Small tears can occur in muscles that have to do a lot of work, and the body repairs those tears. Muscles have a supply of restorative stem cells called satellite cells, which are critical in that repair process. Satellite cells make new muscle fibers, enabling muscles to regenerate, which can happen well into old age. It had been thought that a protein that helps control the expression of some genes, a transcription factor called PAX7, played an important role in regeneration in muscles. But new work has shown that muscle growth and repair can happen without PAX7. These findings, which revealed a new type of satellite cells, may have implications for the development of gene therapy for muscle diseases.
"Cells from which new muscles arise have enormous potential for developing gene therapies to treat muscle atrophy. And PAX7 is actually considered a characteristic property of muscle-building satellite cells," explained Professor Simone Spuler, research group leader at the Experimental and Clinical Research Center (ECRC), a joint institution of the Max Delbrück Center for Molecular Medicine in the Helmholtz Association (MDC) and Charité - Universitätsmedizin Berlin. Spuler is the senior author of a report on this study, published in Nature Communications.

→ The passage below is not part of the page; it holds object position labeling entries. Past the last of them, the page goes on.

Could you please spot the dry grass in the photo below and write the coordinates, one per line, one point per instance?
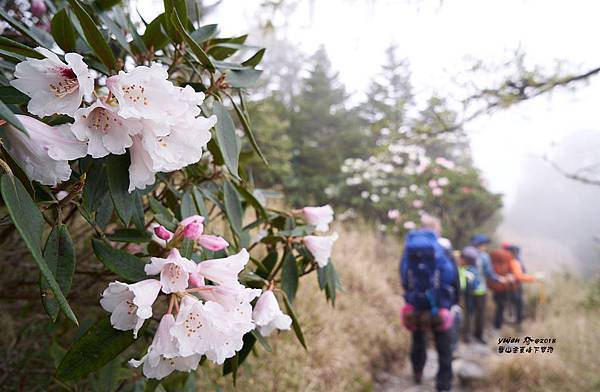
(345, 344)
(573, 318)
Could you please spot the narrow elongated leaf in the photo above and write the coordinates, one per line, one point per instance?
(200, 54)
(231, 364)
(9, 116)
(153, 37)
(118, 184)
(97, 347)
(60, 256)
(173, 7)
(63, 31)
(233, 207)
(255, 59)
(122, 263)
(18, 26)
(93, 36)
(10, 95)
(227, 139)
(29, 221)
(204, 33)
(243, 78)
(289, 276)
(18, 48)
(295, 323)
(129, 235)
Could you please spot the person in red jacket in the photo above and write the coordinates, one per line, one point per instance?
(505, 265)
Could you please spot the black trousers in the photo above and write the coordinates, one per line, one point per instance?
(418, 356)
(500, 298)
(475, 316)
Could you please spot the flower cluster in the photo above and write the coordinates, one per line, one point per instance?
(320, 246)
(159, 123)
(209, 310)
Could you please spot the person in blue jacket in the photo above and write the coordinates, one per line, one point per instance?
(431, 286)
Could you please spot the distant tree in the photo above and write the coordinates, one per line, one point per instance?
(324, 132)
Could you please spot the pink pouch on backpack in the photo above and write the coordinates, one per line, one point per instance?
(446, 319)
(408, 317)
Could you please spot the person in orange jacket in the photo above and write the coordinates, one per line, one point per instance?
(505, 265)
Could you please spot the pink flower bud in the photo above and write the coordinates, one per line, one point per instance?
(193, 231)
(212, 242)
(38, 7)
(162, 233)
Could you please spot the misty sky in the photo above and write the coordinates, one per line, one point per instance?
(440, 39)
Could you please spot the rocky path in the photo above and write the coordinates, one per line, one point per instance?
(469, 367)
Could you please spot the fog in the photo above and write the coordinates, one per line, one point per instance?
(554, 218)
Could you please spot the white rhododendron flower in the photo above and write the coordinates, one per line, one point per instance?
(130, 304)
(45, 151)
(176, 145)
(320, 217)
(146, 92)
(268, 316)
(54, 87)
(140, 171)
(174, 271)
(320, 247)
(224, 271)
(105, 131)
(206, 328)
(163, 354)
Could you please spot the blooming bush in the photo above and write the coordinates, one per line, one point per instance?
(127, 132)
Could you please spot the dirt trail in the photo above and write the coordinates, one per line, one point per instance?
(468, 367)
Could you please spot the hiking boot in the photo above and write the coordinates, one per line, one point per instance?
(417, 378)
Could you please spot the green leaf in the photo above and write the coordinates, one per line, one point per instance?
(29, 221)
(93, 36)
(289, 276)
(233, 207)
(11, 95)
(227, 139)
(204, 33)
(173, 7)
(243, 78)
(255, 59)
(162, 215)
(18, 26)
(122, 263)
(118, 184)
(153, 37)
(9, 116)
(295, 323)
(59, 254)
(18, 48)
(198, 52)
(63, 32)
(129, 235)
(248, 131)
(97, 347)
(231, 364)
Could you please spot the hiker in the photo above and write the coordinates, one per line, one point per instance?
(506, 265)
(469, 281)
(430, 282)
(484, 272)
(515, 295)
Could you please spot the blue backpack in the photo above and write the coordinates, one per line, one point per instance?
(428, 274)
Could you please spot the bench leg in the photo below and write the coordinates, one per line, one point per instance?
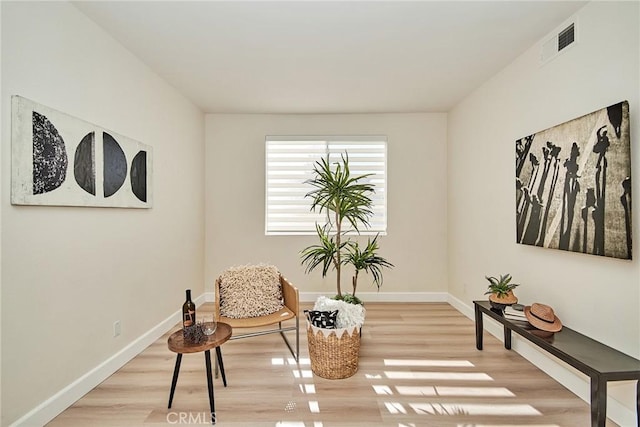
(207, 361)
(507, 338)
(219, 362)
(176, 371)
(479, 327)
(598, 402)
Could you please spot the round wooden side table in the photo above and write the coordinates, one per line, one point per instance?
(178, 345)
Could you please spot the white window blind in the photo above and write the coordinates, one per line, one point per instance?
(290, 162)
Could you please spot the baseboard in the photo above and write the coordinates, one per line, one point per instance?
(52, 407)
(572, 379)
(384, 296)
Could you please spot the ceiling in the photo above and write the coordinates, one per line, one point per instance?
(327, 56)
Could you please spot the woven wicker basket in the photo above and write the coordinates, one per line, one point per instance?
(334, 355)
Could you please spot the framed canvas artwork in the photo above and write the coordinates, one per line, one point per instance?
(60, 160)
(573, 185)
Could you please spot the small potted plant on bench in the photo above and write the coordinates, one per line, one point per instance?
(500, 291)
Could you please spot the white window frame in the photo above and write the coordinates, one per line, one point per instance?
(289, 180)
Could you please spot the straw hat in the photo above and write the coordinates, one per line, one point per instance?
(542, 317)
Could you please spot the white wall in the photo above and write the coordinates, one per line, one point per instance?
(69, 273)
(594, 295)
(417, 217)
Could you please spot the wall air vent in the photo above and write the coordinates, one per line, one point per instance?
(566, 37)
(559, 41)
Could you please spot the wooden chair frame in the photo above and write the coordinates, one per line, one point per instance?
(290, 311)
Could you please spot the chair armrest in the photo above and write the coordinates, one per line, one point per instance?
(290, 295)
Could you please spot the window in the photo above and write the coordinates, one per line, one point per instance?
(290, 162)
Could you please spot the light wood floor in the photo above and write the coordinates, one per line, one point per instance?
(418, 367)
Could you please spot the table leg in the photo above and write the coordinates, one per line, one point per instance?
(176, 370)
(479, 327)
(207, 361)
(598, 402)
(507, 338)
(219, 356)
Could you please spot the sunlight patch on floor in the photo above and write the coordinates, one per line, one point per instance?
(474, 409)
(280, 361)
(457, 376)
(302, 373)
(507, 425)
(426, 362)
(444, 391)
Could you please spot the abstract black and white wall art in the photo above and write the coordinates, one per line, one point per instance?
(61, 160)
(573, 185)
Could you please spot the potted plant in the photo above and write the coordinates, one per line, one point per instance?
(346, 201)
(500, 291)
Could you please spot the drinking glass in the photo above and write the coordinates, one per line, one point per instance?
(209, 324)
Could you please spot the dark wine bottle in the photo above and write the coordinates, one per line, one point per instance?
(188, 311)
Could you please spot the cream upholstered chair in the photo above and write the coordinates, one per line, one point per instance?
(260, 299)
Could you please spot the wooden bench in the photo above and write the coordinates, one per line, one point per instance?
(600, 362)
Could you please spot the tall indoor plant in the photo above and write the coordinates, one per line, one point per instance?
(347, 202)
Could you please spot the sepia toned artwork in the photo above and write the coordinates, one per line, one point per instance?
(573, 185)
(60, 160)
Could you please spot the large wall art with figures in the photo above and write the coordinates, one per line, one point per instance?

"The findings will certainly surprise many researchers in the field," noted lead study author Dr. Andreas Marg, a senior scientist in the Spuler lab."I previously focused my research on PAX7-positive cells. Our findings lead us down a new path."
A young muscular dystrophy patient was critical to this new knowledge. She has abnormally small but healthy muscles, and the muscles by her spine are particularly affected. The patient has breathing trouble and difficulties holding her up her head. By analyzing her genes, the researchers found that the PAX7 gene she carries is mutated in a rare way. The scientists took a muscle sample from the patient and isolated satellite cells that were then implanted in mice. Even though PAX7 was absent, muscle fibers grew.
The researchers have suggested that PAX7 doesn't play the same role in every cell, which is why the patient can walk and climb but lacks diaphragm strength, which causes problems with breathing.
"We could perhaps develop a gene therapy for [the patient] using the CRISPR-Cas9 gene-editing tool," said Spuler. "However, to repair the defective gene, CRISPR-Cas9 would have to specifically target the cells of the axial musculature, and that is not yet possible." The Spuler lab is working on creating this kind of therapeutic approach.
The patient's cells were also compared to those taken from healthy individuals using a single-cell analysis by a team of scientists led by Professor Nikolaus Rajewsky at the Berlin Institute for Medical Systems Biology (BIMSB). That revealed the presence of a novel population of cells. In about one-fifth of donors, most satellite cells that were activated don't make PAX7, even with a normal PAX7 gene. The researchers found that a different transcription factor, CLEC14, was expressed at high levels in the patient's muscle stem cells.
A subtype of satellite cells that does not express PAX7 was then identified. These cells carry proteins including CLEC14A, and they can also create new muscle fibers. It had been thought that PAX7-expressing cells were the only targets for gene therapy that acts on satellite cells. This newly discovered subtype can now also be targeted.